Connors saß lange Zeit im Sand und dachte nach. Der Ausschuss mag Jamie behalten wollen, aber wenn der alte Trumball genug Terror macht, werden sie Jamie fallen lassen, nur um den Mistkerl bei Laune zu halten. Wenn es auf eine Entscheidung zwischen Jamie und dem Geld für die nächste Expedition hinausläuft, werden sie sich für das Geld entscheiden. Das müssen sie auch.
NACHMITTAG: SOL 50
Jamie stieg in seinen Raumanzug und ging hinaus, um die Rückkehr des Raketenflugzeugs zu beobachten. Keine Probleme mit dem Wetter, dachte er. Trotz des Staubsturms, der sich über die südliche Hemisphäre ausbreitete, war der Himmel hier sauber und hell, vielleicht eine Nuance dunkler als das übliche Orangebraun, aber klar und völlig wolkenlos. Nicht einmal ein klitzekleines Zirruswölkchen verschandelte das sanfte, lohfarbene Gewölbe über ihnen.

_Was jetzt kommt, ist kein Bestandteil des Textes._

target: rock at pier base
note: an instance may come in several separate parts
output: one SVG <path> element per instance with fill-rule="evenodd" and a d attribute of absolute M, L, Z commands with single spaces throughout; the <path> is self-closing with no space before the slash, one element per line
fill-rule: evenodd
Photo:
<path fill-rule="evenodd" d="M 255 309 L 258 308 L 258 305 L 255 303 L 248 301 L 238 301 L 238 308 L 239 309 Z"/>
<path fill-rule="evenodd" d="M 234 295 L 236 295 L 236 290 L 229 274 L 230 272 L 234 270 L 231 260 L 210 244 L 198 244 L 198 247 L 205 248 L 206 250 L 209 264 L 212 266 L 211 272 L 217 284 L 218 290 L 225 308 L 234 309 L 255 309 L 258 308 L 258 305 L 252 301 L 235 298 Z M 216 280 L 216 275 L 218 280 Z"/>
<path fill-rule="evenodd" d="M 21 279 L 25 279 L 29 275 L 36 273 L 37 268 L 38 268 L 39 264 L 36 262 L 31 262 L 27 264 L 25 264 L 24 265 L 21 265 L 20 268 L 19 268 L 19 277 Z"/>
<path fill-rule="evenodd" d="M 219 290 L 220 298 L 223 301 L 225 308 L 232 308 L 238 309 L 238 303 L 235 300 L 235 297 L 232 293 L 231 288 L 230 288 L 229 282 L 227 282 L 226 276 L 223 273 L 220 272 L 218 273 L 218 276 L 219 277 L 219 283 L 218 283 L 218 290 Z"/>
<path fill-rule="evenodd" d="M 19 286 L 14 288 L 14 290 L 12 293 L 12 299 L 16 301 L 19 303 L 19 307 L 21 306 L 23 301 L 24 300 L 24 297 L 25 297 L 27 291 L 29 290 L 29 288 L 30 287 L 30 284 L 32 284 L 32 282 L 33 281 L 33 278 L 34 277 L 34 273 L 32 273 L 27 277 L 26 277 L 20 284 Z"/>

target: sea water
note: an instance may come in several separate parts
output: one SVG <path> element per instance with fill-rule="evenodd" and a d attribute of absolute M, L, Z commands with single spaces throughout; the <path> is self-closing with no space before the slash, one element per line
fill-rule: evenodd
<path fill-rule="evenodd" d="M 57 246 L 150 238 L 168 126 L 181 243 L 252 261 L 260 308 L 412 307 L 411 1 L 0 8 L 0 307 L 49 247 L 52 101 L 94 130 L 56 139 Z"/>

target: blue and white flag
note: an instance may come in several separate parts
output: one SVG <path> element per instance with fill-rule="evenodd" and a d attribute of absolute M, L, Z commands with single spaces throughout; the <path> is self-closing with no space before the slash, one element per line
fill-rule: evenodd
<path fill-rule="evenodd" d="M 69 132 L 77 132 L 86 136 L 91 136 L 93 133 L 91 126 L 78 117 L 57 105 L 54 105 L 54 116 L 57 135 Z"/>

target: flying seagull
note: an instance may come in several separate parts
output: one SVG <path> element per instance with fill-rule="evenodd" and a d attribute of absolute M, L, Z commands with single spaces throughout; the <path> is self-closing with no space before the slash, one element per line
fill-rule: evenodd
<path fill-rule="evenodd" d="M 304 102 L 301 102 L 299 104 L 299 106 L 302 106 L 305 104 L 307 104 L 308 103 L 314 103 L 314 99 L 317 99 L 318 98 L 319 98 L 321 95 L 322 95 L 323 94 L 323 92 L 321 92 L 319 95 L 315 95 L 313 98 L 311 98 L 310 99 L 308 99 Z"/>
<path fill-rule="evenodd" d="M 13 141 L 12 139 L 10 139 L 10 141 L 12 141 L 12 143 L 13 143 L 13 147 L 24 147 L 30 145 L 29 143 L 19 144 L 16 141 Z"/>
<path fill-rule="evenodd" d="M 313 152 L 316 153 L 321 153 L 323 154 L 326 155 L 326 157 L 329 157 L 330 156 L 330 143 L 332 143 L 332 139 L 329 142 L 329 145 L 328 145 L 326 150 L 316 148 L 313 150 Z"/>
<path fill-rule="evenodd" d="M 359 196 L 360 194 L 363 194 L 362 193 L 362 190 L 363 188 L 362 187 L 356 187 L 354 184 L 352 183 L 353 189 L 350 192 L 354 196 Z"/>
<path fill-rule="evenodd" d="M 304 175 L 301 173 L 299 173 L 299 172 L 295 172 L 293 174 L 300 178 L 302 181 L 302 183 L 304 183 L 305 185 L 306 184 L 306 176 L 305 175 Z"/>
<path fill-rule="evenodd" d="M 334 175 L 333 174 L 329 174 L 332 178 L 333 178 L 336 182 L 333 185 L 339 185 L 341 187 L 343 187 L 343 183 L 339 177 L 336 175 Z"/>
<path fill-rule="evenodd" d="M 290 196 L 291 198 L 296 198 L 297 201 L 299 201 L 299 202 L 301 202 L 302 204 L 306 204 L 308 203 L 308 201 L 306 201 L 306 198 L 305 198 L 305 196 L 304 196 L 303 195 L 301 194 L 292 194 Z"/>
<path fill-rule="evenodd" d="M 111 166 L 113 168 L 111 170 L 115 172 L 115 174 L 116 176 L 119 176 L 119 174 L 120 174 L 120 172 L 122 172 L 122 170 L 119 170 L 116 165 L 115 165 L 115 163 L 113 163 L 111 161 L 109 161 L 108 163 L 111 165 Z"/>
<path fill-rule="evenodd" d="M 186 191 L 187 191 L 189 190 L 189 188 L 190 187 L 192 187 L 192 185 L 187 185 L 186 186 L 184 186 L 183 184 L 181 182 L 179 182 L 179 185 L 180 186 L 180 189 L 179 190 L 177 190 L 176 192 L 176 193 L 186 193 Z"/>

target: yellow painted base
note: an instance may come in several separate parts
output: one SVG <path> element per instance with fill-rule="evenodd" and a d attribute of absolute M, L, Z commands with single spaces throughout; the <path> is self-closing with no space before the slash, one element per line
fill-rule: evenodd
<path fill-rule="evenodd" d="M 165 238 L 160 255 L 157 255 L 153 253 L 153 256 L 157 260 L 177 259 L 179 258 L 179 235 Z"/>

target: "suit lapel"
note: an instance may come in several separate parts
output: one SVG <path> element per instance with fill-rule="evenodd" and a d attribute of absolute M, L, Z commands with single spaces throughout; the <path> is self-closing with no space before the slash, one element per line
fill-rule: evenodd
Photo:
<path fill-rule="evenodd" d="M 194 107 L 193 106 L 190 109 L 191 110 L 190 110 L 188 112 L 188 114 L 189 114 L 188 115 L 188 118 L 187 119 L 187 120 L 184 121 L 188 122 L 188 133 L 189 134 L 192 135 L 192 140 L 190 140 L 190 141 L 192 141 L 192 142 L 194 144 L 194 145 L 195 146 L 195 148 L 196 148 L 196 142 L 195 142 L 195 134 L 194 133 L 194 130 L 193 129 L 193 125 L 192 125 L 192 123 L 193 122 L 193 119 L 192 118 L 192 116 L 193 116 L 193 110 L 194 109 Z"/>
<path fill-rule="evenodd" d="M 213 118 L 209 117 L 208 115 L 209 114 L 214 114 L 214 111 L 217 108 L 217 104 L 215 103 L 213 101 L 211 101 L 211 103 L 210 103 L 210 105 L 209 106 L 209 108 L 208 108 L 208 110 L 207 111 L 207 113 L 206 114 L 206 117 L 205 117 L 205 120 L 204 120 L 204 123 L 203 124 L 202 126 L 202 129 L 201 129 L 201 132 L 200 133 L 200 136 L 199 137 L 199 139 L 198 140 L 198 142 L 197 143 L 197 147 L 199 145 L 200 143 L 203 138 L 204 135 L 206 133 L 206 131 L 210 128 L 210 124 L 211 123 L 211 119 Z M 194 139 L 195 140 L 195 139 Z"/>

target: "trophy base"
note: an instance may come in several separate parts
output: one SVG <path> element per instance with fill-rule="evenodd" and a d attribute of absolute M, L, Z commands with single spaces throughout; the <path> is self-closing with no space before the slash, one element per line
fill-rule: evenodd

Ich sollte in der Kuppel sein und die Daten der Baken analysieren, die Dex und Possum unterwegs aufstellen, sagte er sich. Oder die stratigraphische Untersuchung des Gebiets um die Basis herum abschließen. Die Untersuchung, die Dex eigentlich durchführen sollte.
Aus ihren geologischen Daten waren größere Ungereimtheiten erwachsen, ein Problem, das die Planetenwissenschaftler auf der Erde in zunehmendem Maße beunruhigte und verärgerte. Sie waren sich alle einig, dass der Mars irgendwann einmal wärmer und feuchter gewesen war als heute. Früher hatte ein Meer oder zumindest ein ausgedehnter, flacher See einen großen Teil der nördlichen Halbkugel umgeben. Aber das war mehrere hundert Millionen oder vielleicht sogar Milliarden Jahre her.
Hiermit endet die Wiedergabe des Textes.